President Schrum’s campus-wide email outlining the proposed fiscal reforms for Southwestern University has me wondering on the actual economic impact some of them will provide.

Also, the question arises: why are we choosing to reform these aspects of fiscal responsibility?
First off, the most perplexing aspect of the policies outlined in the email concerns the hiring, freezing and firing of faculty positions.

President Schrum states that no “new faculty positions” will be hired; no “increase [in] salary”; and a “continuation of the 9-month hiring freeze on staff vacancies.”

These policies are not unorthodox in the collegiate world: both President Powers from UT Austin and President Leebron from Rice University have recently issued memos describing their strategies on freezing staff vacancies as well as a reduction in president, vice president, and dean salaries.
Despite SU’s similarity to Rice and UT Austin’s freezing reforms, SU does not have the luxury of tightening the requirements on the quality of professors. President Leebron mentions “new faculty must meet the highest standards of their discipline or profession” while President Powers says UT-Austin is trying to create increasing “merit-based salary” for qualified professors.

Obviously since Southwestern is so small, the university does not have the dexterity to provide compensation to more qualified professors than others.

My question is what does this freeze do for the quality of professors at Southwestern, and more specifically, how does this affect certain departments?

I’m no economist, but maybe some helpful insight would occur with an analysis of the sizes of departmental staff to majoring students. With this, maybe the University can “tighten” how many professors are in certain departments based off the need.

For example, I’ve recently heard that kinesiology is one of the largest departments on campus with something on the order of 18 faculty members. 18?!

The business department has 10 full-time professors with seven visiting professors.
I want to know how much demand is needed for these 17 business professors and eighteen kinesiology professors: that is, can only ten professors in each department provide classes for all the students?

Hypothetically speaking, if reductions in faculty were made—in order to save money—the famous teacher-to-student ratio would increase. Southwestern, as well as liberal arts colleges across the nation, pride themselves on their small class sizes and discussion groups. Is this really something we want to sacrifice?

Although I wonder if there are any superfluous faculty positions that ought to be cut in times like these, I realize that this would affect the teacher-to-student ratio as well as the ability to hold more students in a class size.

It is very noticeable that the university is making great strides to keep this ratio small: otherwise the University would be increasing student acceptance for the new entering class by much more than 33 students (the jump from “1,232” to “1,265” students outlined in the email).

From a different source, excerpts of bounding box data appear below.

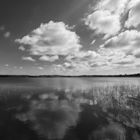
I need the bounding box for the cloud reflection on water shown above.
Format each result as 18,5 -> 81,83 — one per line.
17,100 -> 81,139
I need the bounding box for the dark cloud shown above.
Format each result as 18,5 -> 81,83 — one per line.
91,124 -> 125,140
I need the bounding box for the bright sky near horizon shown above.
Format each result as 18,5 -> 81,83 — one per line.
0,0 -> 140,75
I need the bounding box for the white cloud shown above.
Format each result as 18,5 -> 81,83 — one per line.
0,26 -> 5,31
4,32 -> 11,38
39,55 -> 59,62
16,21 -> 81,56
125,0 -> 140,28
22,56 -> 35,62
103,30 -> 140,55
85,0 -> 128,38
97,0 -> 128,15
4,64 -> 9,67
86,10 -> 121,36
37,67 -> 44,70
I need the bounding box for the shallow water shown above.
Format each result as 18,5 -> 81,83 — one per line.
0,77 -> 140,140
0,77 -> 140,91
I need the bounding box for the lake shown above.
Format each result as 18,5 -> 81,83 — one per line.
0,77 -> 140,140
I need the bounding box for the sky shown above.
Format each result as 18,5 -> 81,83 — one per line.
0,0 -> 140,75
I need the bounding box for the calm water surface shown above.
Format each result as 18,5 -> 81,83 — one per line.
0,77 -> 140,140
0,77 -> 140,91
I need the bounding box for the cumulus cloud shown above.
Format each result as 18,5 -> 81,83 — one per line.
125,0 -> 140,28
39,55 -> 59,62
86,10 -> 121,36
103,30 -> 140,55
22,56 -> 35,62
16,21 -> 81,59
85,0 -> 128,37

Southwestern has recently opened up the application process to an “Early Action” option. This option has increased a substantial number of applications to Southwestern.

If the university decided to increase more students, they could do so without having to impose such a magnanimous tuition increase as well as the freezing of faculty positions. But they are not. They are increasing tuition and freezing faculty positions in order to keep some of the fundamental features of Southwestern University secure: that includes the teacher-to-student ratio, accountability of students in the class room, personal relationships with professors, a more engaging academic experience and the “discussion-based” classroom.

In a nutshell, I’m very impressed with President Schrum’s fiscal restraints.

Granted, neither I nor many other students will adapt well financially to the increased tuition rates.
I am impressed, however, that the university is making all necessary cuts in order to keep the fundamental basics of Southwestern secure.

Without this, Southwestern could increase students in order to trade off the financial issues, start lagging in the quality of professors, and decrease the intellectual tenets of the campus by lowering the SAT requirements. But they are not.

It’s understandable to see how tough it will be to pay for Southwestern University with the increased tuition, but in reality we are paying for a more valuable experience in our day and age.
I urge all students to participate in the Student Forum, Faculty Meeting and Staff Affairs Council to become more engaged in what our administration is doing financially.